Chad Staggs

Current position
- Title: Defensive coordinator
- Team: East Tennessee State
- Conference: SoCon

Biographical details
- Alma mater: University of South Carolina Upstate (2000, B.S.) University of South Carolina (2002, M.S.)

Coaching career (HC unless noted)
- 2000–2002: Lexington HS (SC) (assistant)
- 2003–2007: South Carolina (GA)
- 2008: Charleston Southern (DB/STC)
- 2009–2010: North Greenville (DC)
- 2011: North Greenville (AHC/DC)
- 2012: Delta State (DC)
- 2013–2016: Charleston Southern (DC)
- 2017–2018: Furman (DC/S)
- 2019–2020: Coastal Carolina (DC/LB)
- 2021–2022: Coastal Carolina(DC/S)
- 2022: Coastal Carolina (interim HC)
- 2023: Georgia State (DC)
- 2024: Western Kentucky (senior DA)
- 2025–present: East Tennessee State (DC)

Head coaching record
- Overall: 0–1
- Bowls: 0–1

= Chad Staggs =

American college football coach

Chad Staggs is an American college football coach.
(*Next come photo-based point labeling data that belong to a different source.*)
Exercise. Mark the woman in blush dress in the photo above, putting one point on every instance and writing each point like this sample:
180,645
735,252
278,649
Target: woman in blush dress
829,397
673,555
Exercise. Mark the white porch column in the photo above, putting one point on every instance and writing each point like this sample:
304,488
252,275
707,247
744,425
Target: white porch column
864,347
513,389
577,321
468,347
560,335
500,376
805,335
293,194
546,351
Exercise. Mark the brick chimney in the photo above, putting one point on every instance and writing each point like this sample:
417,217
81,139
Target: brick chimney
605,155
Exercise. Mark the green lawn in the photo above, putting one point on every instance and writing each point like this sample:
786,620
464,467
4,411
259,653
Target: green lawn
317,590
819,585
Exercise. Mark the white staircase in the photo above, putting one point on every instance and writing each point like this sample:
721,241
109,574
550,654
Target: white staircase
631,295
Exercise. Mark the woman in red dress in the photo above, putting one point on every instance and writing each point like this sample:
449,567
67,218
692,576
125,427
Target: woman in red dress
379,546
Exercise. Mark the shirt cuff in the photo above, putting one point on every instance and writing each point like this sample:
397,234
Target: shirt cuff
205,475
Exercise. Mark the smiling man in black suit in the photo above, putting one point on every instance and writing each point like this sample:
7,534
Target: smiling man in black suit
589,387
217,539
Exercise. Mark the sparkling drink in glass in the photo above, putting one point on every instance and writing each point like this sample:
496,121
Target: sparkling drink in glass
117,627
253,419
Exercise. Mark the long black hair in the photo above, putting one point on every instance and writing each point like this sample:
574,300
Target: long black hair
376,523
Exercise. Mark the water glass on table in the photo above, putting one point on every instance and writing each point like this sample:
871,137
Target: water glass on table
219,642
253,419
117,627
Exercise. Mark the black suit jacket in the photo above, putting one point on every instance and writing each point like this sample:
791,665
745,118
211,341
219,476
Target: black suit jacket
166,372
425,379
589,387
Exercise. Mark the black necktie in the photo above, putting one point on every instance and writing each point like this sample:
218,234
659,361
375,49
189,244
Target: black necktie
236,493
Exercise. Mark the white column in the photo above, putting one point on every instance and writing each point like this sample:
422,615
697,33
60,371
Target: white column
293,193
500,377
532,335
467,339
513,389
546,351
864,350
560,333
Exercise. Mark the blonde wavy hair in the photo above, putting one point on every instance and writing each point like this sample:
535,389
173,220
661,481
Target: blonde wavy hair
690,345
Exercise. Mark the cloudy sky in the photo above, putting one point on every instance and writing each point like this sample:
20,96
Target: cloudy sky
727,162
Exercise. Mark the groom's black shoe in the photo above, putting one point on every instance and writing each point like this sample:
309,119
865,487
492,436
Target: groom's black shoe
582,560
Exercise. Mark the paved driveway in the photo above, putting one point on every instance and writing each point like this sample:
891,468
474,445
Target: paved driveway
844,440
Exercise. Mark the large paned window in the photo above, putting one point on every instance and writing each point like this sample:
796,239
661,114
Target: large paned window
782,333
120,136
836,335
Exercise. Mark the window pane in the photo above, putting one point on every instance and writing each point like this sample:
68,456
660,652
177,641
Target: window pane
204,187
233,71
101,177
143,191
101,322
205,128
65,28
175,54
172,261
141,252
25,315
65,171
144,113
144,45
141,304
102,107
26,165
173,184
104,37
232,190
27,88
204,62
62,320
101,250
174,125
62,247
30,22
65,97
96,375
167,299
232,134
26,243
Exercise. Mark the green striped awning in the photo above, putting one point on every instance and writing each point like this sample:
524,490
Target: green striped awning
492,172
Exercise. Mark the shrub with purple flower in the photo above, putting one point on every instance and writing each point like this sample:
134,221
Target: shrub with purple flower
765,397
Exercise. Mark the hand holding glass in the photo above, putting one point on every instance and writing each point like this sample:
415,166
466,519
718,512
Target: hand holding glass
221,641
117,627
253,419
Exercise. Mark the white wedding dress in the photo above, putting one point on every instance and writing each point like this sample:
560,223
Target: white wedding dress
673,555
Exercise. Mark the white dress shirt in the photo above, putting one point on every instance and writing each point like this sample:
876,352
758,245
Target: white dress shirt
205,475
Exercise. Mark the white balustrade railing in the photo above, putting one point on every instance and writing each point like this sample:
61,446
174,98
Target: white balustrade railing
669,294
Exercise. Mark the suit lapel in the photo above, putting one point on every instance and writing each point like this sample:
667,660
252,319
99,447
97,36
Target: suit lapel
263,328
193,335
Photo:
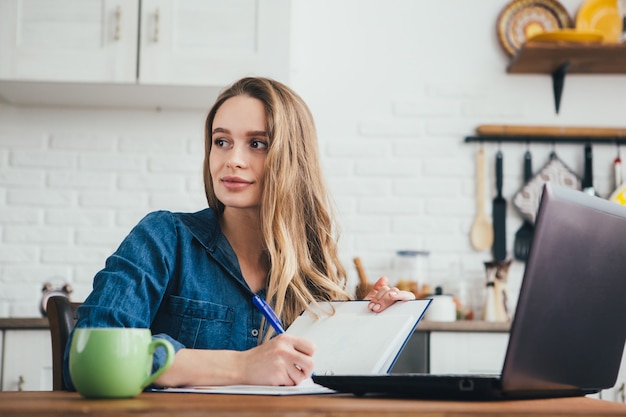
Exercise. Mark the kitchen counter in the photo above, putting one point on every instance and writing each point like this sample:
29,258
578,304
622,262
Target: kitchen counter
425,325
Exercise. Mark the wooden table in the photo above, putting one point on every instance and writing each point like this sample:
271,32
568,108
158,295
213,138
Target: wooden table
58,403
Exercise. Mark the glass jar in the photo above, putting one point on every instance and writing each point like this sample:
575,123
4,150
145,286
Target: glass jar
409,270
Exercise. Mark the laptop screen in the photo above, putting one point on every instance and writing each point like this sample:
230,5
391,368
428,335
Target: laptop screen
570,325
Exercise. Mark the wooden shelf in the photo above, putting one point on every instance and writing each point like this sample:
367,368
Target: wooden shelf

He is currently the defensive coordinator for East Tennessee State University. He served as the interim head football coach at Coastal Carolina University for the final game of the 2022 season, following the resignation of Jamey Chadwell.

==Coaching career==
Staggs began his coaching career in 2000, shortly after his graduation from the University of South Carolina Upstate, serving as an assistant coach at Lexington High School in Lexington, South Carolina in addition to coaching track and field at the school. In 2003, he joined the South Carolina staff as a graduate assistant. Holding this position for five years, Staggs worked with the defensive backs and linebackers, among other position groups. In 2008, Staggs departed South Carolina to take a position coaching defensive backs and special teams at Charleston Southern, though he would only stay in this position for one season.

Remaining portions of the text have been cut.